The district will use the day "to pressure test system restoration and access as well as communicate any new or required information for students to access virtual learning tools once instruction resumes," Superintendent Kriner Cash said in a letter posted on the district Facebook page Sunday evening. District and school-based staff are to report to their sites Monday.

It's a setback for the district, which was to have started the second phase of reopening Monday, when another 5,000 students were scheduled to return to the classroom. Instead, 30,000 students will be home. Remote learning was canceled Friday.

Cash said the district is working with with cybersecurity experts, and local, state and federal law enforcement to investigate the attack. The FBI and the district's consultant have not been able to determine if any personally identifiable information was exposed.

"The investigation, which is both system forensic and criminal, is in its preliminary stages and will continue round the clock for at least two more weeks," Cash said. 

Superintendent Kriner Cash speaks Monday, Feb. 1, 2021, as Buffalo Public Schools reopen for first time since schools closed due to the Covid-19 pandemic in March 2020.

Cash said information technology staff started bringing systems offline after the cyberattack Friday morning as an "urgent precautionary measure."

"Although the investigation into this security incident is ongoing, our comprehensive investigative team has identified key findings related to its root cause and potential overall impact to BPS systems," he said in the letter.

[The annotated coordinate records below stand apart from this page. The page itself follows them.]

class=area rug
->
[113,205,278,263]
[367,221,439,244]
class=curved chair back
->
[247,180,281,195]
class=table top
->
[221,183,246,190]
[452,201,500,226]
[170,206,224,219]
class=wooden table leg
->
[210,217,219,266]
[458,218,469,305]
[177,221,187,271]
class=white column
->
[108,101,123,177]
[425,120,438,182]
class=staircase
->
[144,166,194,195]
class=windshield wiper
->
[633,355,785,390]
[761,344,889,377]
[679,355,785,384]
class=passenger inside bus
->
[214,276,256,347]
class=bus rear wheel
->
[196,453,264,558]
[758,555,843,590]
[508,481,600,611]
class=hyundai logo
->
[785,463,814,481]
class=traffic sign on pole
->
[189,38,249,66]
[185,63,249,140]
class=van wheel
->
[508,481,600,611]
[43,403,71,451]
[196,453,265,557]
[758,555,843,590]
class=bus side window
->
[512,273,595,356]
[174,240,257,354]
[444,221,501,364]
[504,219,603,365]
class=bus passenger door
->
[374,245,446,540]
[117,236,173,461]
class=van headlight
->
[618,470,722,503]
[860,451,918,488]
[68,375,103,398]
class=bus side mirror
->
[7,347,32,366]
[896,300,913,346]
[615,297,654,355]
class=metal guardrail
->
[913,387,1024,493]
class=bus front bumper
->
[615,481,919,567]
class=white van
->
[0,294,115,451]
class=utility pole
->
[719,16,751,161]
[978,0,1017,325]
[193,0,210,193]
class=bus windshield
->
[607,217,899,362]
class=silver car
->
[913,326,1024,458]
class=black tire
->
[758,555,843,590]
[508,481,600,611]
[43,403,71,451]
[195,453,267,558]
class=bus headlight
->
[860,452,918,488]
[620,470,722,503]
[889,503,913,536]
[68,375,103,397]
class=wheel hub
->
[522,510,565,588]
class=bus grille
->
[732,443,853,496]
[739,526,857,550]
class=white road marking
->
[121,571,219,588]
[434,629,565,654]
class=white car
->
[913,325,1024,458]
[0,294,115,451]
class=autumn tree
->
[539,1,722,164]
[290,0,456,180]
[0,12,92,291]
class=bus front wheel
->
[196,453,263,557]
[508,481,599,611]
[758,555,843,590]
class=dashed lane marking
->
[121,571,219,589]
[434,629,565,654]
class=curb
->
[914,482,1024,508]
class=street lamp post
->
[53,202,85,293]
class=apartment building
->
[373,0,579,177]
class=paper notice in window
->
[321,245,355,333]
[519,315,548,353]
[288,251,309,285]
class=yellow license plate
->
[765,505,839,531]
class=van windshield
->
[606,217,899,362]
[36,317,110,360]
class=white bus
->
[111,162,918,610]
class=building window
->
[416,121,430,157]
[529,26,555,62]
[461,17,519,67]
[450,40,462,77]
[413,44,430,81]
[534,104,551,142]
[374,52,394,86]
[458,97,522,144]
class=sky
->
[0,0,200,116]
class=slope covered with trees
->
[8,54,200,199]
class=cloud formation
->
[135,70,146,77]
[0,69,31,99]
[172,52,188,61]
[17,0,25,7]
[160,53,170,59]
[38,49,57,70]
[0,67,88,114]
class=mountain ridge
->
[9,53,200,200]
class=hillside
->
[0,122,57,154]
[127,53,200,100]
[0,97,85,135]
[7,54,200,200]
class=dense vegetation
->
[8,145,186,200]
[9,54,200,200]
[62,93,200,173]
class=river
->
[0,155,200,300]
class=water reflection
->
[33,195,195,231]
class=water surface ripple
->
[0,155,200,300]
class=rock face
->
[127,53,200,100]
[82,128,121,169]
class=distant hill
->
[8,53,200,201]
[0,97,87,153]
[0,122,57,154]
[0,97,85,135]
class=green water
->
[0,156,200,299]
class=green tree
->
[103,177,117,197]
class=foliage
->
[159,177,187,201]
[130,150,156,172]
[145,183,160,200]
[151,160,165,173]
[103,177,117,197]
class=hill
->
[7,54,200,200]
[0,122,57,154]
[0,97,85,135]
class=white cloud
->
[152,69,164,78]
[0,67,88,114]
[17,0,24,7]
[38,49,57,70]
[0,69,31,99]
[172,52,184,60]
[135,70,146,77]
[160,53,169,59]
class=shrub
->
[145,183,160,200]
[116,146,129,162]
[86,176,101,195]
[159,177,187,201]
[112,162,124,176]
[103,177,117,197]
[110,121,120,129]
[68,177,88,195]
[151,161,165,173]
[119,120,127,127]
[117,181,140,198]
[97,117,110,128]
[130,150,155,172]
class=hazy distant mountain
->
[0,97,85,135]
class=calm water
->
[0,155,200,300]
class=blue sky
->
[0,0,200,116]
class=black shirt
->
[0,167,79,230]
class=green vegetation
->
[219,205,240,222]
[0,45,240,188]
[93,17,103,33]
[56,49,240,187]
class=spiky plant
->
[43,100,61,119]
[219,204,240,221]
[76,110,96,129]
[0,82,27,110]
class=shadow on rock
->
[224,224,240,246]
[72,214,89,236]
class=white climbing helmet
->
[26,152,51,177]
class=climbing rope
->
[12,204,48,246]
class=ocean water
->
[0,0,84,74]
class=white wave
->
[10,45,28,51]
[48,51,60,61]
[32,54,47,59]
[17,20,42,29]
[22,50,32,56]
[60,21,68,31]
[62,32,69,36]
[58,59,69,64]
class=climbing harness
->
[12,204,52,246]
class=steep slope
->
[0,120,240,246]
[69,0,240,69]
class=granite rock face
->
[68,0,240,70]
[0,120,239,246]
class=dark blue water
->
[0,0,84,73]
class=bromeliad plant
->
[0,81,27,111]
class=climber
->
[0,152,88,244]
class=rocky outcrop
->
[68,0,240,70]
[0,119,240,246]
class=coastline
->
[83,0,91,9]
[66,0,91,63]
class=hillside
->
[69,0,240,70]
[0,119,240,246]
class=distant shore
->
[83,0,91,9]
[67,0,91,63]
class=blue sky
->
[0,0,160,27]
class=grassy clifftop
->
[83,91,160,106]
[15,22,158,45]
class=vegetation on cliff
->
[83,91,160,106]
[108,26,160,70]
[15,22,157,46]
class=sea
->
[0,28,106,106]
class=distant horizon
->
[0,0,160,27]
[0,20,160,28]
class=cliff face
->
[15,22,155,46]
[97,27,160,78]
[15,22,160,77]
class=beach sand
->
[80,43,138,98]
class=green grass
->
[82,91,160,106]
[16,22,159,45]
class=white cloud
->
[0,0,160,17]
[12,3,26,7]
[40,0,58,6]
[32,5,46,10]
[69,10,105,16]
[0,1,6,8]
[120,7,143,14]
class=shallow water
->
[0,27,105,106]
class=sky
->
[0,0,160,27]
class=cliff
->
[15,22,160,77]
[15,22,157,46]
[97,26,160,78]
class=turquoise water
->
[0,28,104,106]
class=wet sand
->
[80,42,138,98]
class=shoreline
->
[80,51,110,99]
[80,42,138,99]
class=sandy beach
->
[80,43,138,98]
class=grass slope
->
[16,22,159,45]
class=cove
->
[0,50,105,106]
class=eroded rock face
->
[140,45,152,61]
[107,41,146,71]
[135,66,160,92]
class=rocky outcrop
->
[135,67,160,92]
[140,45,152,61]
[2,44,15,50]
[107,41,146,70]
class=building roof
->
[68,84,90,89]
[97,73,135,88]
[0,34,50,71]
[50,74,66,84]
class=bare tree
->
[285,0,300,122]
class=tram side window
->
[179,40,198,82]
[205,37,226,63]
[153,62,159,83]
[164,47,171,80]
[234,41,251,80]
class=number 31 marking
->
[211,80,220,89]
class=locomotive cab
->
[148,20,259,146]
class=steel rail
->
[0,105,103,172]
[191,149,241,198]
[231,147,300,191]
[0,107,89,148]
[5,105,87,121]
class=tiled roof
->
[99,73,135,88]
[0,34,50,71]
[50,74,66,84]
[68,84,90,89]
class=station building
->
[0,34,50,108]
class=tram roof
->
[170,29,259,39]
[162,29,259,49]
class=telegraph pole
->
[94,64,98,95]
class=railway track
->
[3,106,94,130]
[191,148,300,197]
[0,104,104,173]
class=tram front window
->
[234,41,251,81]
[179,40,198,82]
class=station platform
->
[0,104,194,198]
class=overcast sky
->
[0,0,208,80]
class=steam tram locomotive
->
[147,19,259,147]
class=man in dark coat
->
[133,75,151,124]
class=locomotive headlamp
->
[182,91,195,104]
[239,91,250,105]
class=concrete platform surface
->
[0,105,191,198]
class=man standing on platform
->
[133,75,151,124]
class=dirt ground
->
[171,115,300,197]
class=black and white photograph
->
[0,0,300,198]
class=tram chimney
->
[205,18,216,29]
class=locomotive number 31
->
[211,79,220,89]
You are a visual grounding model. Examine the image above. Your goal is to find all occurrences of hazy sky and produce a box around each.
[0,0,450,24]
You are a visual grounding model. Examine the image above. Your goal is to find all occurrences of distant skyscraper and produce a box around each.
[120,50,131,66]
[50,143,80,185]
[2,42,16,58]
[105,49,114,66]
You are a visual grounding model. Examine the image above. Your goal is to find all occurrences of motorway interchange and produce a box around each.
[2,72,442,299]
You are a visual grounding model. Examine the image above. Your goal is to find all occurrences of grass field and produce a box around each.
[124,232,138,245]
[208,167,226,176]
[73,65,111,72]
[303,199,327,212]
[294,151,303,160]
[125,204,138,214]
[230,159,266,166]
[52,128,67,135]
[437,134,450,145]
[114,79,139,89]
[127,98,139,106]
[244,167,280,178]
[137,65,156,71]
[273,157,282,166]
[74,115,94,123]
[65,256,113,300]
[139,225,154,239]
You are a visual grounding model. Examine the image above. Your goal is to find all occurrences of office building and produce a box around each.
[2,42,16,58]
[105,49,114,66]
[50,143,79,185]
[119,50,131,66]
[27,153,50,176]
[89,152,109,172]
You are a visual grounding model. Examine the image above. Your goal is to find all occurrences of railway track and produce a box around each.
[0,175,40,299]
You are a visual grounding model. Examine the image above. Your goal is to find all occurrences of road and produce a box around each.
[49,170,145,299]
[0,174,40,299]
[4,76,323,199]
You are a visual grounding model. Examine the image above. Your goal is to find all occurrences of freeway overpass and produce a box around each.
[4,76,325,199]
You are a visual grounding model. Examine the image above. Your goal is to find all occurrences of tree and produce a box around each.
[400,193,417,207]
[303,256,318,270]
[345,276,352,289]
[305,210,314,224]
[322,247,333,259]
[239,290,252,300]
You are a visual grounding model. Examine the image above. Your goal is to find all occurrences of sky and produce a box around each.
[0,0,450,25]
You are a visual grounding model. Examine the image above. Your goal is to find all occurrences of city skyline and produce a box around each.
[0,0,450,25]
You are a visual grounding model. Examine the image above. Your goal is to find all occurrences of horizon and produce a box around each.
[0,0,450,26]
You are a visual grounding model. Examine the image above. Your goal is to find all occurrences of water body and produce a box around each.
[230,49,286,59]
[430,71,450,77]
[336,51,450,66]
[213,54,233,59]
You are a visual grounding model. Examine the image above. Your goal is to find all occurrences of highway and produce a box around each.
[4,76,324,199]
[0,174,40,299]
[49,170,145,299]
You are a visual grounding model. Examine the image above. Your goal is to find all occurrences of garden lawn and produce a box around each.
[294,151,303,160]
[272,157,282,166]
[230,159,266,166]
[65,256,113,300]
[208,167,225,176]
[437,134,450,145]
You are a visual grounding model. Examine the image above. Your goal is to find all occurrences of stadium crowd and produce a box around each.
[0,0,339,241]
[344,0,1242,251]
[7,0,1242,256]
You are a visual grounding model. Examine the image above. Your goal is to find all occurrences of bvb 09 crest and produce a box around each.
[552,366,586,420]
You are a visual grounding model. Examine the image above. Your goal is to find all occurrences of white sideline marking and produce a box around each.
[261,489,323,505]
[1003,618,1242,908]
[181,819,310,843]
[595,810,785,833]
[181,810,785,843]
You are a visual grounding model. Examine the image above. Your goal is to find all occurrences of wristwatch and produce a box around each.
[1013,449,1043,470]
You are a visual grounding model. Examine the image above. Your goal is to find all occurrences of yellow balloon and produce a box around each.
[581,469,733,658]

The superintendent said the district is working on restoring systems that support the primary function of teaching and learning. Another priority is recovering affected business operation systems. 

"The district will implement a longer term comprehensive initiative to enhance IT security and infrastructure going forward," he said.

The district's chief technology officer said in a memo last week that no demands had been made of the district. Cash's Sunday letter does not address the subject of ransom.

Nearly every aspect of a school is computerized, from remote instruction, student grades and attendance to staff records, to heating and ventilation systems, buses and school lunches. But it is not clear what aspects of the Buffalo district's system were affected.

The New York State School Boards Association has warned its members in recent years that cyberattacks on schools are on the rise. Schools are a prime target because they have so much information on students, parents and employees, as well as visitors and community members, Erin D. Gilsbach, a lawyer and founder of EdLaw Interactive, said during a 2019 association seminar.  

She said a data attack can cause a loss of time and resources in reassembling data, and even schools with sophisticated backup servers usually lose some data in a ransomware attack, she said.

Districts across the area are mindful of data breaches and cybersecurity, said Hamburg Superintendent Michael Cornell, who is president of the Erie-Niagara School Superintendents Association.

The Buffalo attack is a reminder there are people with nefarious objectives looking to infiltrate school systems all the time, he said.

"We take data security and data privacy seriously. I think that is true of all school districts," Cornell said. "In Hamburg and across Western New York, we all take the issue very seriously. We're always focused on it."